An Effective Project for Teaching Repeated-Measures Designs

Abstract

A project was developed to introduce the core principles of repeated-measures designs. Using the levels of processing approach to memory, students are prompted to engage in either shallow, moderate, or deep processing of 54 common nouns. An unexpected recall task then measures the number of words remembered in each condition. Data from 293 students from two universities across 16 years indicate that the exercise reliably produces significant differences across conditions. This exercise employs several methodological techniques that are used as a basis for class discussion such as counterbalancing, randomized-blocks designs, reduction of carryover and specific-item effects, and elimination of experimenter expectancy effects. In short, most of the design considerations that would be required of a repeated measures approach are represented, and students can identify their purposes and effects from having participated in the demonstration.

Keywords

repeated measures within subjects demonstration levels of processing

The research methods course is arguably one of the most important foundations of a psychology curriculum. However, instructors are sometimes torn between lecturing on abstract principles of the scientific method versus providing concrete examples of specific techniques. Achieving a balance between these two goals—using effective demonstrations that concisely illustrate research design elements—can provide students with an opportunity for authentic instruction. To that end, a project was developed to introduce the principles of repeated-measures designs, using the levels of processing approach to memory as a framework (Craik & Lockhart, 1972).

This project has been used at two universities, both of which offer research methods (with an accompanying weekly laboratory component) as a required core course in the psychology curriculum. At one school, approximately 45–60 students take research methods each semester, whereas at the other school, approximately 30–45 students take a yearlong research methods course (although not all students in all sections at either institution are exposed to the present exercise). Although the format and assignments for the course differ across these institutions, both courses emphasize a high degree of rigor, active participation in data collection and analysis, multiple manuscripts written in APA style, group collaborations, and a final poster session. In short, students have many opportunities to hone their quantitative and methodological skills. The present exercise offers one such opportunity and draws inspiration from previous suggestions (e.g., Bender & Shoptaugh, 2000; Chaffin & Herrmann, 1983; DeRosa, 1987; Jenkins, 1981).

Conducting the Exercise

Students are told during a prior class meeting that they will be participating in a required exercise that will form the basis for one of their graded project manuscripts. By this point in the semester, students are already familiar with the hallmarks of a true experiment: manipulating an independent variable, randomly assigning participants to conditions, and controlling extraneous variables (Leary, 2016). Students also have been introduced to the concept of repeated measures as a way of achieving these goals; that is, repeated-measures designs expose all participants to all levels of an independent variable, they obviate the need for random assignment, and they offer a way of controlling subject variance (Pelham & Blanton, 2013). This in-class exercise is therefore sensibly couched within a larger context of understanding experimental techniques.

Procedure

On the day of the exercise, students are asked to position themselves throughout the classroom with a clear view of the projection screen and are also cautioned to take the data collection seriously (as they would their participation in any other experiment). Students are reminded that although they’ll be supplying the responses, they also will be writing a manuscript based on the exercise; therefore, they are in the unique position of experiencing both the participants’ and the experimenter’s perspectives.

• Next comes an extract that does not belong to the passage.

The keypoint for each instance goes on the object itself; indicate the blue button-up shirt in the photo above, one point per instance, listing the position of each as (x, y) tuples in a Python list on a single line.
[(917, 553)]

Each student receives one of the three response sheets. The sheets appear to be identical, with each one featuring instructions at the top, followed by 3 columns of 18 spaces each (for a total of 54 spaces). A Roman numeral I, II, or III is placed unobtrusively in the bottom right-hand corner. The instructions inform students that they will see on the projection screen a series of cue letters—A, B, or C—followed by common nouns (see Appendix A). Each cue letter will prompt students to make one of the three decisions about the word that follows: (1) count the number of vowels the word contains, (2) report the number of syllables the word contains, or (3) determine whether the object named is typically pleasant or unpleasant. Students are instructed to write a numeral in each space to give their response to Tasks 1 and 2 and to write either P or U in response to the third type of judgment. Importantly, these three judgments and the cue letters they correspond to are counterbalanced across participants, as will be described below.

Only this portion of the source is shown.